Kentucky Derby

Humans get in way of history

What I know: If Big Brown wins the Belmont on Saturday, it will end a 30-year Triple Crown drought.

What I think: Like most who follow horse racing casually, I'd love to see another Triple Crown winner — but not Saturday.

The human connections around Big Brown leave me cold.

The Wall Street types who constitute the majority ownership of Big Brown seem about as appealing as stubborn belly fat.

Trainer Rick Dutrow Jr.'s smack-talking motor mouth doesn't bother me. In fact, other than the unnecessary calling out of the Smarty Jones crew for their failure in the 2004 Belmont, I've sort of enjoyed Dutrow's Triple Crown trash talk.

What I can't escape is the feeling that rooting for Dutrow is the horse-racing equivalent of pulling for Jerry Tarkanian, long the college basketball symbol of rule-book flouting.

The Baltimore Sun pointed out before the Preakness that Dutrow has either been fined or suspended for doping horses at least once in each of the past eight years.

(He's hardly alone at the top level of horse racing. Prominent trainers Todd Pletcher and Steve Asmussen both have served suspensions related to doping in recent years.)

Though Dutrow says that he gives each horse in his barn, including Big Brown, an anabolic steroid (Winstrol) once a month, he won't do so this month. Not that steroids are against the rules in any of the Triple Crown-race states.

But if you clamored for an asterisk to be attached to the baseball records of Barry Bonds, how can you feel good if Big Brown wears the Triple Crown?

Across the years, I've rooted for Spectacular Bid, Pleasant Colony, Alysheba, Sunday Silence, Silver Charm, Real Quiet, Charismatic, War Emblem, Funny Cide and Smarty Jones in their bids to be the first Triple Crown winner since Affirmed.

On Saturday, the Big Brown bandwagon will roll without me.

What I know: Kio Sanford, the former University of Kentucky standout wide receiver and current Lexington policeman, is battling a rare form of cancer.
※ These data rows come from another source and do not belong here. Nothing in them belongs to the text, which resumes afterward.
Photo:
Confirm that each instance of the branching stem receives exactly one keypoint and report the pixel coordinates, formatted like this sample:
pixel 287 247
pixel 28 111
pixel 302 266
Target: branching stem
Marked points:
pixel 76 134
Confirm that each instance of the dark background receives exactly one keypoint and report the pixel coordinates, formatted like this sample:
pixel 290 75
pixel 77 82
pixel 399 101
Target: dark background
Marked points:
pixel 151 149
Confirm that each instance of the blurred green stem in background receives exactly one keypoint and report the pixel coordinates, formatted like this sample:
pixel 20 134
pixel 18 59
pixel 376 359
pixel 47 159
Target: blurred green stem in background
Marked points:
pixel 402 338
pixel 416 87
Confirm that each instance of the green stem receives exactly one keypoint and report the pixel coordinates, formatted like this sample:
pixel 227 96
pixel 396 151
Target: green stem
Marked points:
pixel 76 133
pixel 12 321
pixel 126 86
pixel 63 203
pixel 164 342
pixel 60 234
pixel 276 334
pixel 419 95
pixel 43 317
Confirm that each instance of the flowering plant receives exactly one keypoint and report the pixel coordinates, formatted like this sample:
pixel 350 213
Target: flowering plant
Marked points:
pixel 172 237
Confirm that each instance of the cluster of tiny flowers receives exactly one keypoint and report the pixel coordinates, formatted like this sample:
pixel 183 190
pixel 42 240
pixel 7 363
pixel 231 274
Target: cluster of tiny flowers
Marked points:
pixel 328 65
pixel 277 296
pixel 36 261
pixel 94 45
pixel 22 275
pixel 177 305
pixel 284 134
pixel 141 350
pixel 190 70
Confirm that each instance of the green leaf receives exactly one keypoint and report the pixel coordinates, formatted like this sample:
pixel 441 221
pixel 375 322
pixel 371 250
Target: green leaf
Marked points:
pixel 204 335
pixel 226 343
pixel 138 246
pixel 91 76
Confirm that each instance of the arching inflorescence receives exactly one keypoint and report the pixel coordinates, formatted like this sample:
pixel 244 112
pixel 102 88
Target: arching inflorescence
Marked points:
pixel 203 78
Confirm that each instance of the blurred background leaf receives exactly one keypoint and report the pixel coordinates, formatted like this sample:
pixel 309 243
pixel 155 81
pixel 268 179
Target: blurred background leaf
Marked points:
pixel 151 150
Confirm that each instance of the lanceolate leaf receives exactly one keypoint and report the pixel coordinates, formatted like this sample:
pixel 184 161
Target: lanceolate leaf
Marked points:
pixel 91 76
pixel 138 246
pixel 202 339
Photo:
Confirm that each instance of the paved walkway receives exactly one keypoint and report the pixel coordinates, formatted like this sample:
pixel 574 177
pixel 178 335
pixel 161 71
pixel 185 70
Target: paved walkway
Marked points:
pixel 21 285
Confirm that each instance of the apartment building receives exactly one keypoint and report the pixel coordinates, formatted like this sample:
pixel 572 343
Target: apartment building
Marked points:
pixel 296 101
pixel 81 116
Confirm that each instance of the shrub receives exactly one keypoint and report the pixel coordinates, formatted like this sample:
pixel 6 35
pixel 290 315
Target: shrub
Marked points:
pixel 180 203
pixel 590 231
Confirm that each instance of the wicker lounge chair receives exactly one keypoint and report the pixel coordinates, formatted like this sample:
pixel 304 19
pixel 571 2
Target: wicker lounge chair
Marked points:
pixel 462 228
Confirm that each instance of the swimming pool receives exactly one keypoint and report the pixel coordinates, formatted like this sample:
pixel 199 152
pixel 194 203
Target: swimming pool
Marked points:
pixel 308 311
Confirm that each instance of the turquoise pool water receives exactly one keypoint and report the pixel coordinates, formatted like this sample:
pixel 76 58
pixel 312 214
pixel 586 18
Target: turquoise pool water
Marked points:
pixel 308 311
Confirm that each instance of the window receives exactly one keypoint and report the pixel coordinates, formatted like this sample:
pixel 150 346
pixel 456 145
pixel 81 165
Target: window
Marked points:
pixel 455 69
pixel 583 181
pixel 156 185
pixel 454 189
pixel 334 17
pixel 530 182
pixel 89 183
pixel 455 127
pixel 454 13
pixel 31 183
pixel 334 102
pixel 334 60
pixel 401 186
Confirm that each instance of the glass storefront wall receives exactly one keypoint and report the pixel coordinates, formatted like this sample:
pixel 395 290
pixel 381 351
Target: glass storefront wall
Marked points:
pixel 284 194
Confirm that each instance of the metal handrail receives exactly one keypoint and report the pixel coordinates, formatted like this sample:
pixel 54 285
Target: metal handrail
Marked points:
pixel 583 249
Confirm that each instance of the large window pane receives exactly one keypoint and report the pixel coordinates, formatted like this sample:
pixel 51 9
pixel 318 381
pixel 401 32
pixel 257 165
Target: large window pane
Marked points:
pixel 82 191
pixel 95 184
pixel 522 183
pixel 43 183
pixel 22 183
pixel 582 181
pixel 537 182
What I think: Just when you think that the most popular UK sports Internet message boards have completely given over to angry paranoia, along comes something uplifting.
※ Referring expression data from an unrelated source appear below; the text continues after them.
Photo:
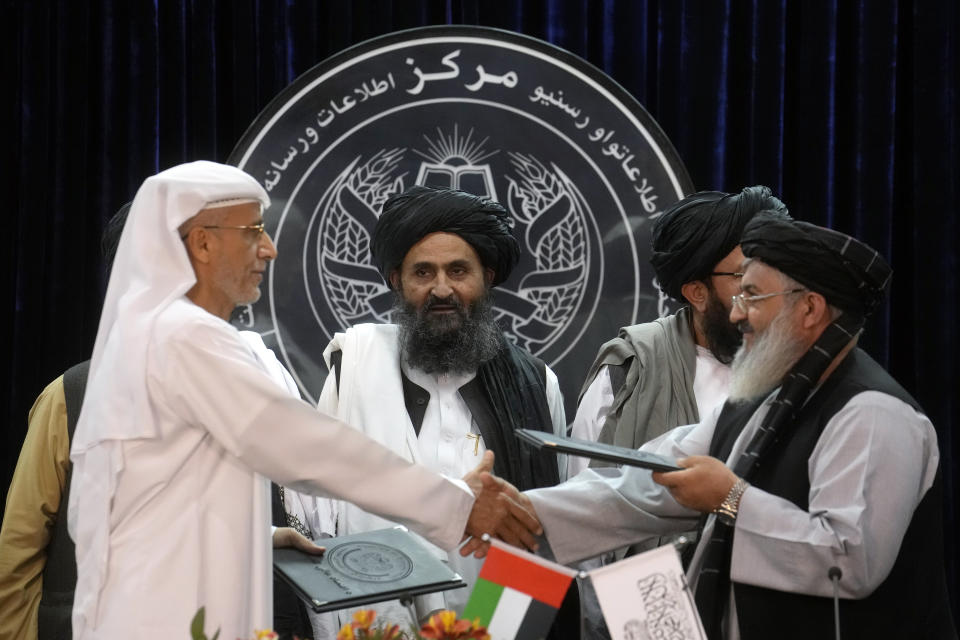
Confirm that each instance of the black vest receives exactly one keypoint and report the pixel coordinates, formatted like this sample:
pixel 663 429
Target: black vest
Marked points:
pixel 912 602
pixel 60 570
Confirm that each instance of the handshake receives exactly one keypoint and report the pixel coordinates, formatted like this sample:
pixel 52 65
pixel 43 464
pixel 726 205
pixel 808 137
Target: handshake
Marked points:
pixel 499 510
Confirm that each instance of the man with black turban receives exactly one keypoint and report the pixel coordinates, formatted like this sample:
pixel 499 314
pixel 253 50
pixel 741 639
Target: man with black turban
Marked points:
pixel 445 371
pixel 831 475
pixel 661 374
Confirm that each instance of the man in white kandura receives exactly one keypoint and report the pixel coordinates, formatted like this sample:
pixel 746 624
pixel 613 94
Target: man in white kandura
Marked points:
pixel 182 425
pixel 444 384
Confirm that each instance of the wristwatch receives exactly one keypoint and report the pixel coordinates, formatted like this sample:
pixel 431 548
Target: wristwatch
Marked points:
pixel 727 511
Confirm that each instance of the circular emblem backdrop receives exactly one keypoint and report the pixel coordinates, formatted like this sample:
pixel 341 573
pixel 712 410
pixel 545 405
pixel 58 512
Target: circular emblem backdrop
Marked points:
pixel 579 164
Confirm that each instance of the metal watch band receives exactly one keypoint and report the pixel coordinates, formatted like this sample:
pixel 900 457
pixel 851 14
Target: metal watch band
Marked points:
pixel 727 511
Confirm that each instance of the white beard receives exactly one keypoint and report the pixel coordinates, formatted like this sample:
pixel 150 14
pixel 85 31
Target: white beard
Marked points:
pixel 757 371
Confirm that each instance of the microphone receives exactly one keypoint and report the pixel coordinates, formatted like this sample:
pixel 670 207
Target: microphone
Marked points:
pixel 834 573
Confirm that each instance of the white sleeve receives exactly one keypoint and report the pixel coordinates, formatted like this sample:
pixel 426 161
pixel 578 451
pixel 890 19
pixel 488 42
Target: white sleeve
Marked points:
pixel 558 416
pixel 592 412
pixel 873 463
pixel 317 453
pixel 604 509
Nathan Burns, a Murfreesboro, Tenn., real estate agent, is a big Kentucky Wildcats fan and a frequent poster (with the sig of bradyjames) on The Cats' Pause message boards.

After reading my May 24 column about Sanford's struggle to survive both Ewing's sarcoma and the potent chemotherapy needed to beat it, Burns felt moved to action.
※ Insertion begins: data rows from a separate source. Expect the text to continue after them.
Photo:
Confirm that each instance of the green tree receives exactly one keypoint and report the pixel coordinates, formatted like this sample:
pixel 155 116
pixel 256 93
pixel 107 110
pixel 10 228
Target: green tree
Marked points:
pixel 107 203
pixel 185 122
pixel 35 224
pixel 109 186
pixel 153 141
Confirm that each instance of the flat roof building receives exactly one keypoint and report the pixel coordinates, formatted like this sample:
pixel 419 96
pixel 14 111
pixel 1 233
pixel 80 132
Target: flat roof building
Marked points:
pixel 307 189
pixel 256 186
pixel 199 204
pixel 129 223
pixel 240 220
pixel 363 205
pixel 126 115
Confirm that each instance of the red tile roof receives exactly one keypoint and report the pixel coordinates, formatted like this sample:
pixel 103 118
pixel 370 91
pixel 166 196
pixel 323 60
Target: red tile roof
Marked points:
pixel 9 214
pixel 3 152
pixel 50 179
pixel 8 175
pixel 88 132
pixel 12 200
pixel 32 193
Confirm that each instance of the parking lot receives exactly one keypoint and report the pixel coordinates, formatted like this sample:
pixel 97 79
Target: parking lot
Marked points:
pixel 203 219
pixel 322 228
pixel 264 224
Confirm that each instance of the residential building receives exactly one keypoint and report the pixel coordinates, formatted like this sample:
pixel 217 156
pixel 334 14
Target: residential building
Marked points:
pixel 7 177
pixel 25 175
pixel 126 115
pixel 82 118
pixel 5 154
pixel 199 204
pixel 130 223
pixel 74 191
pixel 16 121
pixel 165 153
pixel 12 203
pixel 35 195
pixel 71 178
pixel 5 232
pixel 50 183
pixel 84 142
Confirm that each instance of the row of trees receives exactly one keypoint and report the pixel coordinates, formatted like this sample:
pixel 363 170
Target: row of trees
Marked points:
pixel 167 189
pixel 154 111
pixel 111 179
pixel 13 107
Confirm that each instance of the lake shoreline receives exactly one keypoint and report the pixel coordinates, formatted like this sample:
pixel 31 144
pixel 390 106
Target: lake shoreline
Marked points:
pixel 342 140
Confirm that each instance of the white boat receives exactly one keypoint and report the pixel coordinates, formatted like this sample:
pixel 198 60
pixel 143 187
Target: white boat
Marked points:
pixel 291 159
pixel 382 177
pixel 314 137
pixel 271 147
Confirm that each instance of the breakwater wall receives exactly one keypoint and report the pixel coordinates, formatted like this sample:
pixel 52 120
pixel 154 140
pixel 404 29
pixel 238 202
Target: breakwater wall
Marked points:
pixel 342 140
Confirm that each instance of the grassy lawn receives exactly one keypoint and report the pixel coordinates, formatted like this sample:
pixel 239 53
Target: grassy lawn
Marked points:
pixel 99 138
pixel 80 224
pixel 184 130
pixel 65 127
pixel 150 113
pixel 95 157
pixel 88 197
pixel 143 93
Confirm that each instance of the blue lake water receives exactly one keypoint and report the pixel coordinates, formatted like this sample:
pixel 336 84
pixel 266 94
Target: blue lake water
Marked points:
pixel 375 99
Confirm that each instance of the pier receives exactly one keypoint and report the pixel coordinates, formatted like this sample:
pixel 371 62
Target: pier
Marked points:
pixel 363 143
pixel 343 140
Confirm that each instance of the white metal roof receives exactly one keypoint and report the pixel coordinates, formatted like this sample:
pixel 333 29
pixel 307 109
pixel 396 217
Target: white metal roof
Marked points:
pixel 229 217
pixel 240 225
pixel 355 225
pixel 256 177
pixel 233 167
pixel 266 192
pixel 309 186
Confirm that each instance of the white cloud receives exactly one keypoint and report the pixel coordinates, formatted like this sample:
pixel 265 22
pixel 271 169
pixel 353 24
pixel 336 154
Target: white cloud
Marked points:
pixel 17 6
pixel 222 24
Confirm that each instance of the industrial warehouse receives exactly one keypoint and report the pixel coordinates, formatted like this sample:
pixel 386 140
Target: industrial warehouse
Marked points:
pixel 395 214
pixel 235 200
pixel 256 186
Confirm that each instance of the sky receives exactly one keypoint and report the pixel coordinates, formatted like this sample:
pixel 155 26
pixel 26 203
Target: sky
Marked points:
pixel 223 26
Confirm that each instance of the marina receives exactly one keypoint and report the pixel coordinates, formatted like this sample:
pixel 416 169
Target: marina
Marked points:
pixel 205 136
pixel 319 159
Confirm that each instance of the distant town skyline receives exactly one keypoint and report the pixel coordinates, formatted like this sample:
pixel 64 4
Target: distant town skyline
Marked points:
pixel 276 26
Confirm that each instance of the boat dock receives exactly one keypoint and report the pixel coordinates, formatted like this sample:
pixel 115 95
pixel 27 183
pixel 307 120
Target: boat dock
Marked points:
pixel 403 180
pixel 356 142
He is challenging 500 of his fellow UK fans to contribute $20 each toward a goal of $10,000 for a scholarship fund for Sanford's 7-year-old daughter, Cami.

”I read the story and got to thinking about Kio and his situation,“ said Burns, 31, the father of 4-year-old twins. ”I remembered all the enjoyment he gave as a player. I just thought if I was in his situation and people could remove having to worry about sending your daughter to college, it would be a huge thing off my mind.“

If you'd like to donate, send your check to: The Cami Chapman College Fund, c/o Metro Employees Credit Union, 1306 Versailles Road, Suite 140, Lexington, Ky., 40504.

What I know: NASCAR Public Enemy No. 1 — and emerging superstar — Kyle Busch is expected to race in the Nationwide (formerly Busch) Series race at Kentucky Speedway on June 14.

What I think: In Kentucky, Busch might reduce some of the hearty booing he takes everywhere he goes with his remarks this week on a teleconference about the prospect of a Cup race coming to the commonwealth.

”Well, I think it's a good place,“ Busch said of Kentucky Speedway. ”The track, it got rough, then they ground it, it got rough again, I think they ground it again. It's getting pretty thin. There are a lot of water issues that I hear are coming through the racetrack surface, stuff like that.

”Besides that, I think it's a fun racetrack. It's a great racetrack. I think the fans around there are pretty great. They always seem to fill up the track in the Nationwide and truck series racing.“

What I know: As you read this, it is two years to the day since Roger Clemens took the mound at Applebee's Park for the Lexington Legends.

What I think: Lexington might never have a night as special as that again. Clemens almost certainly will not.